Bien entendu le tableau des "atrocités révolutionnaires" eut été incomplet sans un petit récit de religieuses violées, puis dépecées, brûlées vives, etc. Parmi les victimes de ces actes de sadisme enfantés par l’imagination cléricale — la presse madrilène était unanime à citer les sœurs du couvent et de l’hôpital St-Vincent-de-Paul d’Oviedo.

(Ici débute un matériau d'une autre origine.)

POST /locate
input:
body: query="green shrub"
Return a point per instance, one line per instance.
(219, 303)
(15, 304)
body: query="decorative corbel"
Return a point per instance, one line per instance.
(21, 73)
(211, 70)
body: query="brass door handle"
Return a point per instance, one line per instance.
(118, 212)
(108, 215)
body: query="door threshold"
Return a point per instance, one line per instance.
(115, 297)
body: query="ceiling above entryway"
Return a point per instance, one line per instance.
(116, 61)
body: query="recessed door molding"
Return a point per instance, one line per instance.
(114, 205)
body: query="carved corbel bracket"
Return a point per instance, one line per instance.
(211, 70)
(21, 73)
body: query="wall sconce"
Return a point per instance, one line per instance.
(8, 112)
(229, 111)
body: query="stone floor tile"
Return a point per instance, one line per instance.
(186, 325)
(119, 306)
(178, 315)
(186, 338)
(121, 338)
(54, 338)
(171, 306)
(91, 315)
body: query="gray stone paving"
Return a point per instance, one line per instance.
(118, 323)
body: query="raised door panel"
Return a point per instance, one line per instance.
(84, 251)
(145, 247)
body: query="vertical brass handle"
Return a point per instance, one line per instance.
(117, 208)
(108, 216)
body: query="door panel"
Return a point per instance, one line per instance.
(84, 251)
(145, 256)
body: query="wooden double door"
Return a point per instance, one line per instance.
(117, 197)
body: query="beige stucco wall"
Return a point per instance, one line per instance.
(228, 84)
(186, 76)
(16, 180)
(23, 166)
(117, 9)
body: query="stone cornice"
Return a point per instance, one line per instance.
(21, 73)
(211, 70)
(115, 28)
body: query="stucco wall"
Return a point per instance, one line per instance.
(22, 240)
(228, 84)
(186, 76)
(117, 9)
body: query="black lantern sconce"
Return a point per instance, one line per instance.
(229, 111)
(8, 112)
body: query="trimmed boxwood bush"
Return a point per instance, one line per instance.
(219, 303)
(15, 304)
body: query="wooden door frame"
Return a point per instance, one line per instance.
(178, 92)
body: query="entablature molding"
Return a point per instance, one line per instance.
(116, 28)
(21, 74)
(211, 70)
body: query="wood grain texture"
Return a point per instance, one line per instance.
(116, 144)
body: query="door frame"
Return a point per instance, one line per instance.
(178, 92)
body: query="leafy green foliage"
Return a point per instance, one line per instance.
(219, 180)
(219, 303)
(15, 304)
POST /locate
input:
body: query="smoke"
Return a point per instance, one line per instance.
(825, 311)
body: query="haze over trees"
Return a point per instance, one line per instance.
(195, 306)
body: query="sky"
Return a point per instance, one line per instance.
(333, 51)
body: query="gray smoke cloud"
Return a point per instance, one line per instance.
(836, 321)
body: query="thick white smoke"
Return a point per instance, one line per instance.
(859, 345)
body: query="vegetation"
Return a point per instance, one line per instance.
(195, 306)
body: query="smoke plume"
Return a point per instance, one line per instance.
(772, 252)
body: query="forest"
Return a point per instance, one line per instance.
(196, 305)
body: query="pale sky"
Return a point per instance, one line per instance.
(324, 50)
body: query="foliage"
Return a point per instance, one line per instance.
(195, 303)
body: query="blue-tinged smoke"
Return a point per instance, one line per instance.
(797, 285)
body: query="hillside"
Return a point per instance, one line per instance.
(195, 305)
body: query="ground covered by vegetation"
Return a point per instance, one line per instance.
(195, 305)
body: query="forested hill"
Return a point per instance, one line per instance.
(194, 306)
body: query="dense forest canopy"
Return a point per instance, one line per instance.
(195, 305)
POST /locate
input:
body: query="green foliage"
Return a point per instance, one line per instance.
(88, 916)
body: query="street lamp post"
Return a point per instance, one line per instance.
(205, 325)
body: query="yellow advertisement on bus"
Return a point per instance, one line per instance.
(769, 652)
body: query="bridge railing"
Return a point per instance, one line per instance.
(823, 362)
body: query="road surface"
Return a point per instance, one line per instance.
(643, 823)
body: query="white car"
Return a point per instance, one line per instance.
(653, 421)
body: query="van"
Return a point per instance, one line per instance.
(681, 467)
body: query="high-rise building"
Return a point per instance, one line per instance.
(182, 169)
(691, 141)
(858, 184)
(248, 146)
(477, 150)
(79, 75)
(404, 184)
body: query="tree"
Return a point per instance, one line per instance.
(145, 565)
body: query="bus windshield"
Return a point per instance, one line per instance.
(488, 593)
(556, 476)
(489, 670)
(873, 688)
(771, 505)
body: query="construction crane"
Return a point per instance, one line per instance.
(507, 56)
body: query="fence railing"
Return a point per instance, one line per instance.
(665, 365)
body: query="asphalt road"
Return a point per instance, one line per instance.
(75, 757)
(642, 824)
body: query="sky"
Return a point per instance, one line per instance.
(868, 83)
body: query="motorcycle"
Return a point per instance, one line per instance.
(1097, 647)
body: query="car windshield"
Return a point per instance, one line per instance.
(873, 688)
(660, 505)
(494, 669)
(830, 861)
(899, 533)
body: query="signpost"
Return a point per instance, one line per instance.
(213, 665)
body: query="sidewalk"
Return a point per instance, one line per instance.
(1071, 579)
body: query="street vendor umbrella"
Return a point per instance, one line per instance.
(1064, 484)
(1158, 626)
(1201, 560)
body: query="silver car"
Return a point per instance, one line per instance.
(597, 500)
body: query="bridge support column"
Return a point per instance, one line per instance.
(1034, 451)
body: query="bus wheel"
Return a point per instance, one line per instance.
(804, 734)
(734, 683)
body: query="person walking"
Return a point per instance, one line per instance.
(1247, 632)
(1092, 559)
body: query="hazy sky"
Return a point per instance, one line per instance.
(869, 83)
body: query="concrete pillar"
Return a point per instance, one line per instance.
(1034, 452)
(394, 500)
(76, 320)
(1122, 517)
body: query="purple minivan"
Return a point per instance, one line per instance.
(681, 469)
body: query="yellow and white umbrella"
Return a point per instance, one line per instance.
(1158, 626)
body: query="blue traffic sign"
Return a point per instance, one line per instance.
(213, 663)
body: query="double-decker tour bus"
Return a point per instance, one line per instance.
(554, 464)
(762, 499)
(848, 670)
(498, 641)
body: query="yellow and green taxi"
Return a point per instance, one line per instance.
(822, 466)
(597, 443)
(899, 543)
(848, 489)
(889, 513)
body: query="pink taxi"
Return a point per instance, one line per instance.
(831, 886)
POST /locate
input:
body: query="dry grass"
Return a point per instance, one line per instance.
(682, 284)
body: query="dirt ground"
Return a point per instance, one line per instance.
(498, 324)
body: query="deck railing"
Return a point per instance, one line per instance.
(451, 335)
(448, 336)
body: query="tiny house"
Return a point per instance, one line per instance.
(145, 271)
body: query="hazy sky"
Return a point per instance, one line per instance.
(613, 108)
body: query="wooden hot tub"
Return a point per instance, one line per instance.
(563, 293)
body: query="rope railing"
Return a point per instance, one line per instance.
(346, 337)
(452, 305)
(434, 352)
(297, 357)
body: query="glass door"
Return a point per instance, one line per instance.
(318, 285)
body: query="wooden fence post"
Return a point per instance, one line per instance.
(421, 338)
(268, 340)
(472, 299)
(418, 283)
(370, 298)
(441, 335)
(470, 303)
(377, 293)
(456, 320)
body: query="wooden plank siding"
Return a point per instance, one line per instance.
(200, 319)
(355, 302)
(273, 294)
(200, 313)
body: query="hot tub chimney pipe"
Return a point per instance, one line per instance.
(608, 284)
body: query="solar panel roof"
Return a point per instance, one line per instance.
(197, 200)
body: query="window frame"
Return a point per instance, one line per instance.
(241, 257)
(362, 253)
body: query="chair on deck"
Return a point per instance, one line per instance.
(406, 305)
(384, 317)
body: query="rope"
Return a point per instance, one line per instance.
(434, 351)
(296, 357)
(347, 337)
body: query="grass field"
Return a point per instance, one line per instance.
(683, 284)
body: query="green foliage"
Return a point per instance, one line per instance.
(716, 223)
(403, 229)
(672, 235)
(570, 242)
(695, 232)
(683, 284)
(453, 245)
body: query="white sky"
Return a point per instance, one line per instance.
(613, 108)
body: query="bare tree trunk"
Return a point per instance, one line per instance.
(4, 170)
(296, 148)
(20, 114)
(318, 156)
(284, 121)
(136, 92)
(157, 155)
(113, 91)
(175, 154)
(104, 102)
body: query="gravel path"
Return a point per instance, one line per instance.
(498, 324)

L’envoyé de l’agence International News Service eut l’heureuse surprise de trouver les bonnes sœur : en bonne santé et aussi intactes que si rien ne s’était passé. Reçu par la supérieure de l’établissement, il enregistra la déclaration suivante :

"Dès les premiers jours de l’insurrection, les chef des rebelles se sont présentés à l’hôpital et m’ont demandé de soigner, leurs camarades blessés. L’un de ces chefs m’a dit : "Laissez-nous entrer, et il ne vous sera fait aucun mal." Bien entendu, nous soignâmes les blessés, et aucune des vingt-cinq religieuses qui sont ici sous mes ordres n’a été molestée. Bien plus, les malades qui étaient déjà en traitement chez nous ont été laissés à leur place, malgré la pénurie des lits." — Heraldo de Madrid.